E-commerce product search cost calculator

Query understanding and ranking for interactive product search under 2s.

Each request is a short user query plus a small product catalog slice or ranking context — 2k context covers it comfortably. Output is compact: a ranked list, a rephrased query, or a structured filter object. The 80/20 ratio reflects the context-heavy nature of retrieval reranking.

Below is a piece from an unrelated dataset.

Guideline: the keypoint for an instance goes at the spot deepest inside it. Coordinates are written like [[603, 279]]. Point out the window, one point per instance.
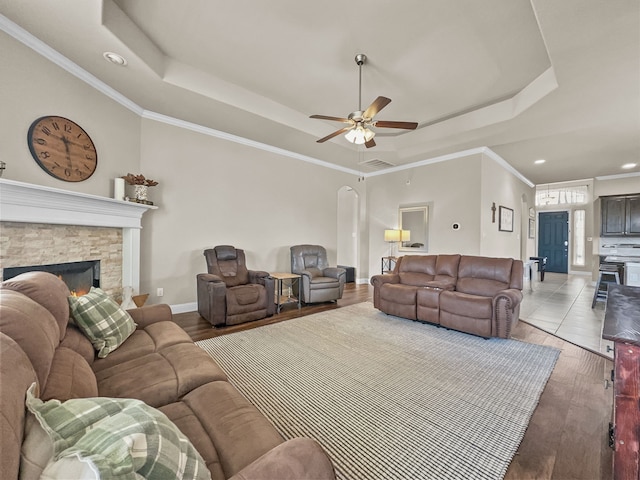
[[577, 195], [579, 238]]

Under-2s p95 is a hard product requirement; search latency above 2s measurably hurts conversion. This is one of the highest-throughput presets in the catalog — Black Friday peaks can 10x baseline RPM, so verify your provider's burst limits, not just sustained limits. Cached prompt at 30% reflects a stable system prompt and category taxonomy that repeats across requests. Cost optimization at scale means smaller, faster models win over larger ones: quality differences between a 7B and 70B model narrow significantly on short reranking tasks.

Recommended models

meta/llama-3.1-8b-instruct

Fast inference at low cost; quality is sufficient for structured reranking on short contexts.

alibaba/qwen-3-8b-instruct

Strong instruction following on short structured tasks; competitive latency at 2k context.

mistralai/mistral-7b-instruct-v0.3

Very fast and cheap; widely deployed with predictable latency at high RPM.

google/gemma-2-9b-it

Good quality-speed tradeoff on classification and ranking tasks; low output cost at 20% output ratio.

meta/llama-3.3-70b-instruct

Step up to this when query understanding quality matters more than per-request cost.